Not everyone is thrilled. Ross Autry, a blogger in Birmingham, Ala., noted in an e-mail that multitasking bicyclists are too self-consciously hip for his taste and, what’s worse, may pose a hazard. “Fixing your makeup or sending a text message could have catastrophic results,” he said. To say nothing of going without a helmet.
Ms. Page-Green, who likes to speed around on the sidewalk, has encountered hostility. “When you’re going too fast, people get mad at you,” she said. “I’ve had canes waved at me in the distance.”
Such complaints, though, go largely unnoted in an increasingly bike-friendly city. Last year, the city completed 200 miles of bike lanes in all five boroughs, contributing to an increase in the number of daily city cyclists to an estimated 201,000, up 79 percent from 2008, according to Transportation Alternatives, a bicycle advocacy organization.

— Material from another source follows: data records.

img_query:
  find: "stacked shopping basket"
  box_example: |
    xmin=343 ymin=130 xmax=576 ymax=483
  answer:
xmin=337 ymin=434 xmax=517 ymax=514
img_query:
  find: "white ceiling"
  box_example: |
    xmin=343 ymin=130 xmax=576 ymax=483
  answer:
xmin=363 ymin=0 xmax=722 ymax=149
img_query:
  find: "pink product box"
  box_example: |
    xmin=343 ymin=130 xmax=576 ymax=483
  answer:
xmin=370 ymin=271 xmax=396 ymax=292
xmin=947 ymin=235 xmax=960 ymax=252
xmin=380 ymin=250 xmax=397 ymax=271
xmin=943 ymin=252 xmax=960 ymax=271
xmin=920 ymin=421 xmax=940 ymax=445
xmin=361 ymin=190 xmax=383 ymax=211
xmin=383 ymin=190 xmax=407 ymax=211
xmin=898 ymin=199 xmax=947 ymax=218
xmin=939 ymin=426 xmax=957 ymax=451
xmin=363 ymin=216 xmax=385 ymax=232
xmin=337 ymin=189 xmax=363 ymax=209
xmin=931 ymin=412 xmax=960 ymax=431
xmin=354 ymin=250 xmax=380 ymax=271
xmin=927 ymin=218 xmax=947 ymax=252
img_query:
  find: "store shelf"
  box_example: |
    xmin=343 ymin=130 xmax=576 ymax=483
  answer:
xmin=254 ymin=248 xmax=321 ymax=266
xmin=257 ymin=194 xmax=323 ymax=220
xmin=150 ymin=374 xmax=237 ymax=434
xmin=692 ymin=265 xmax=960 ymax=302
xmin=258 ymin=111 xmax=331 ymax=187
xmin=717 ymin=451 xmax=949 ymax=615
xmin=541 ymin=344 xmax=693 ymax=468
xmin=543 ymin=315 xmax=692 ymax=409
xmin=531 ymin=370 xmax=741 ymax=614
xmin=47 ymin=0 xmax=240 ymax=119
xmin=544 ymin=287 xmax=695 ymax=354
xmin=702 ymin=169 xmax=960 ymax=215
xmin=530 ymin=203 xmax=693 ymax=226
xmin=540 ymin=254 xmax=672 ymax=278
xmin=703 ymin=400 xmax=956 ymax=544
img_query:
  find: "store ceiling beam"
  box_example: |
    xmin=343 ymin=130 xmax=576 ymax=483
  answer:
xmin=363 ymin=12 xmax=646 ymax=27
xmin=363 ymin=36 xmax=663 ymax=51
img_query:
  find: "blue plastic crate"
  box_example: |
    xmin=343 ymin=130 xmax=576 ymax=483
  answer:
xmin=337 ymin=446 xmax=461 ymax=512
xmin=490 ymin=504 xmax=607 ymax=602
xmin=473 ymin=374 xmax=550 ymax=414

A report by the Department of Planning indicates that the number of adult female cyclists in the city is growing faster than that of men. The male-to-female ratio has dropped yearly since 2003. Some of these women seem to view their bikes, equipped with high-end saddle bags and bells, as a stand-in for a car — in their way, as efficient and status-laden. “My bike is like a Suburban, but that’s the Texan in me talking,” said Ms. Rose, who moved to New York from Dallas and can be spied any day of the week pedaling uptown from her home in TriBeCa, her children and Stitch, her terrier, in tow in a seating compartment that is attached to the tricycle.
“A bike in New York City is sort of what a convertible is in Los Angeles,” said Bonnie Morrison, a fashion publicist who gave up her fancy mountain bikes years ago, preferring to scoot around the city on a boy’s Raleigh Chopper from the ’70s. Its low-riding banana seat, ultrawide handlebars and nonfunctioning speedometer are part of its charm, Ms. Morrison said.
So, too, is its off-kilter cool. Ms. Morrison once planned an outfit to complement her little chopper: a chambray shirt flat sandals and a patterned ’50s-inspired Prada skirt. “I saw myself as this very chic, carefree Parisian on a moped with an Hermès bag and the wind in my hair,” she said.
The reality, however, was sobering. It turned out that her skirt was too snug for propriety. “Besides,” she said, “at times, when I see my reflection in a shop window, I think, Oh my God, I look like a 35-year-old on a child’s bike.” It’s an image that, she said, “I just have to put out of my mind.”
On a blustery morning last week in Williamsburg, Brooklyn, Lee Dares, a model newly arrived from Toronto, wore a girlishly bibbed sweater, a navy blazer, Ann Demeulemeester roughrider boots and vintage Gucci sunglasses, her look accessorized with a borrowed Schwinn Le Tour. Ms. Dares has her heart set on a Raleigh single-speed, once she settles in. “I know, that’s so hipster,” she said sheepishly, “but everyone in Brooklyn rides one.”